For the referred patients, the PC approach encompassed

  • counseling and pharmacotherapy for pain, dyspnea, fatigue, loss of appetite, and other measures of symptom control

  • tailored therapeutic interventions like symptom-guided blood product substitution, anti-infective therapy or antineoplastic therapy, as well as wound care or individual modifications of nutrition and infusional therapy. Aspects of blood product substitution, the eventual changes in transfusion requirements, the indications to modify or even restrict previous transfusion concepts with regard to end-of-life care aspects were addressed in 31 patients/39.2% of cases.

  • supporting individual disease-coping strategies by psychological interventions. This proved especially helpful in situations where disease trajectories and prognostication were uncertain.

  • advance care planning of precautionary and preparative measures for possible emergencies: bleeding, dyspnea, pain, and other end-of-life crises were anticipated by open communication. Instructions and medications (like on-demand medication for dyspnea, restlessness, or pain) were given in order to facilitate home care and to avoid involvement of emergency medical services at the end of life.

  • inpatient consultative PC services: numerous patients have been cared for by hematology services for years, and antineoplastic and supportive measures may prove useful throughout the disease; therefore, an “as-needed” consultative approach will permit continuous hematological care.

  • strengthening medical home care and outpatient nursing: facilitating home care included day and night contact options, early involvement of social services, and a flexible readmission policy that offers inpatient service if home care failed.

  • involvement of relatives, friends, and other non-professionals like community healthcare providers into home care. As general support needs were high (e.g., due to general weakness) but focal symptoms requiring specialized care not always present, non-professional support proved helpful for continuing care at home.

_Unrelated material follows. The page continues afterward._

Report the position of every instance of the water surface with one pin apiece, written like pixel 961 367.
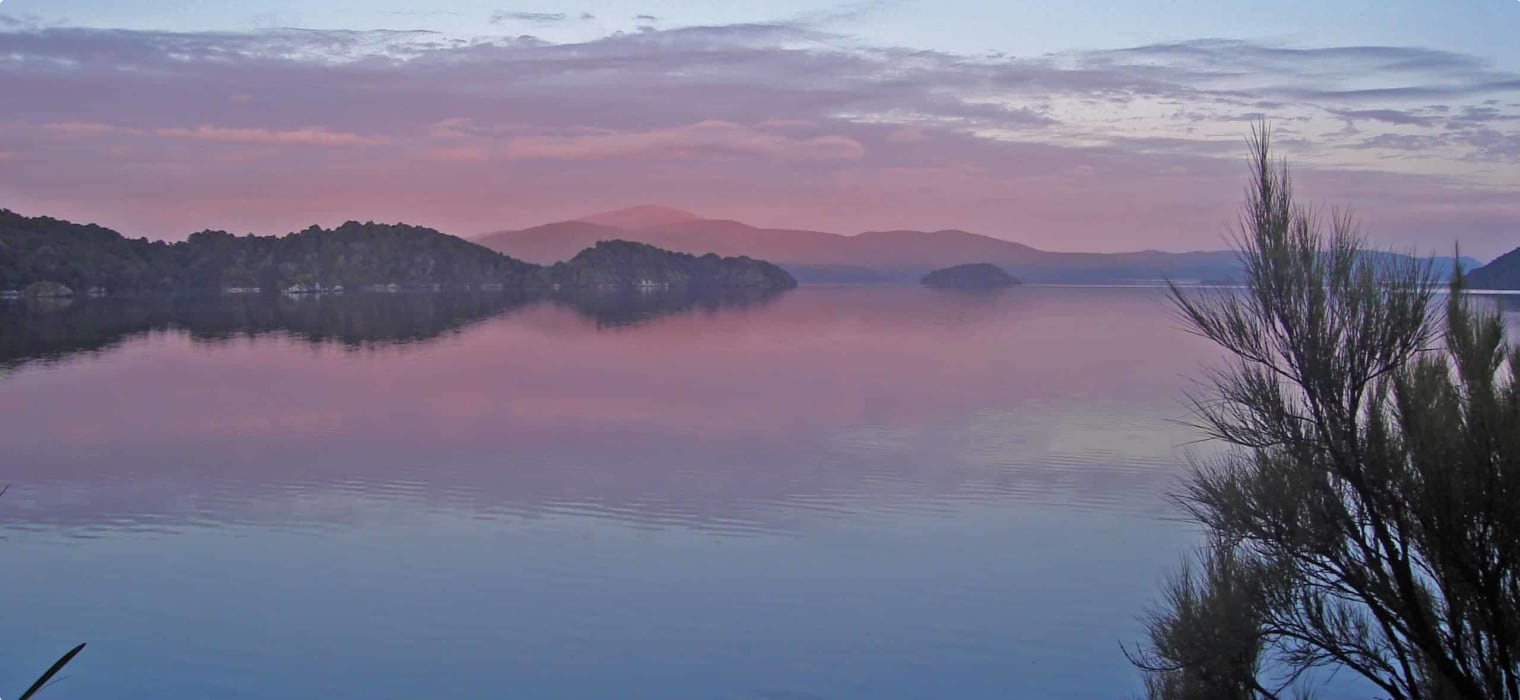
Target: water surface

In our case series, the major therapeutic challenges were related to social problems (discharge planning, organizational tasks, home care, and family support) or psychical problems. Psychological consultations often aimed to provide relief for the patients’ (or the families’) ambivalence towards realistically understanding the narrow prognostic limitations but still hoping for disease stabilization or even clinical improvement. Reassessment of transfusion requirements with regard to altered treatment goals proved to be a major medical and ethical controversy in almost half of our patients.

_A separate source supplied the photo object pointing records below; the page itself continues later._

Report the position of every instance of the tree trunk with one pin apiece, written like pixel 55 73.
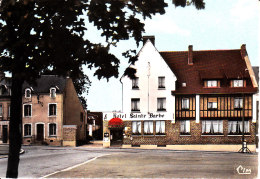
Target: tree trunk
pixel 15 127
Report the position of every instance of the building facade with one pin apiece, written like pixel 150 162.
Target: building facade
pixel 52 113
pixel 184 100
pixel 5 101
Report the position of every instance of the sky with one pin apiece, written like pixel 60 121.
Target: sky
pixel 221 25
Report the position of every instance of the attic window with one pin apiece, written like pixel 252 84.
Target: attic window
pixel 28 93
pixel 52 92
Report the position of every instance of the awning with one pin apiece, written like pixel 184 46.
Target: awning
pixel 115 123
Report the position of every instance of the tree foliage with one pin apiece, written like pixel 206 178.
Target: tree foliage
pixel 37 36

We found a cohort of patients that did not necessarily suffer from focal symptoms, as described in epidemiological surveys of general PC patient populations, where, for instance, pain is reported to be a major clinical problem in 81.7% and dyspnea in 20.2% [6].

Eleven patients (13.9%) came from an allogenic stem cell transplantation background. For this particular group of patients, the transition from curative intervention to a PC approach is considered to be especially difficult, regarding the maximum efforts for cure from an otherwise fatal disease, accepting a high treatment-related morbidity and mortality. Transplanters who are about to decide to seek PC support might ask whether they had given up too soon, or if they should have better given up their curative efforts a long time ago. Several observational studies with stem cell transplantation patients showed that the introduction of a hospice team earlier in the disease process did not shorten survival or dismiss hope, but appeared to improve symptoms and allowed better planning [1].

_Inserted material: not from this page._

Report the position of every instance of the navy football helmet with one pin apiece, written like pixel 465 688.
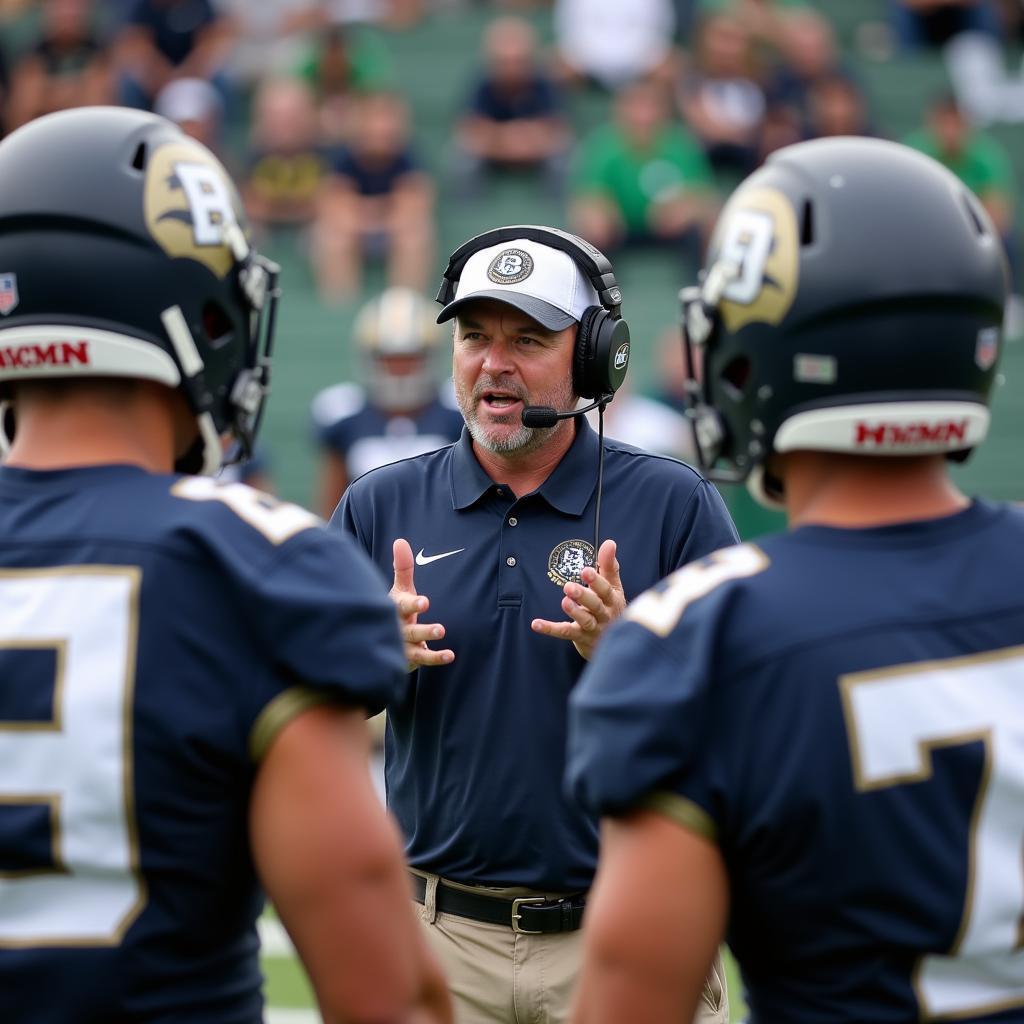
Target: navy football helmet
pixel 124 252
pixel 852 301
pixel 397 337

Our case series illustrates the need for a specific PC concept for patients with hematological malignancies. From a PC perspective, traditional thinking in PC that suggests a “common pathway” for all disease entities at the end of life [7] have to be abandoned beforehand. The hematological perspective ought to consider that PC is more than pain therapy: it provides numerous multiprofessional competencies in the medical, nursing, social, psychological, spiritual, and ethical field that can (and should) be utilized within continuous hematological care.

Both approaches to patient care, PC and hematology, can be expected to benefit mutually from intensified communication that meets the specific needs of our patients.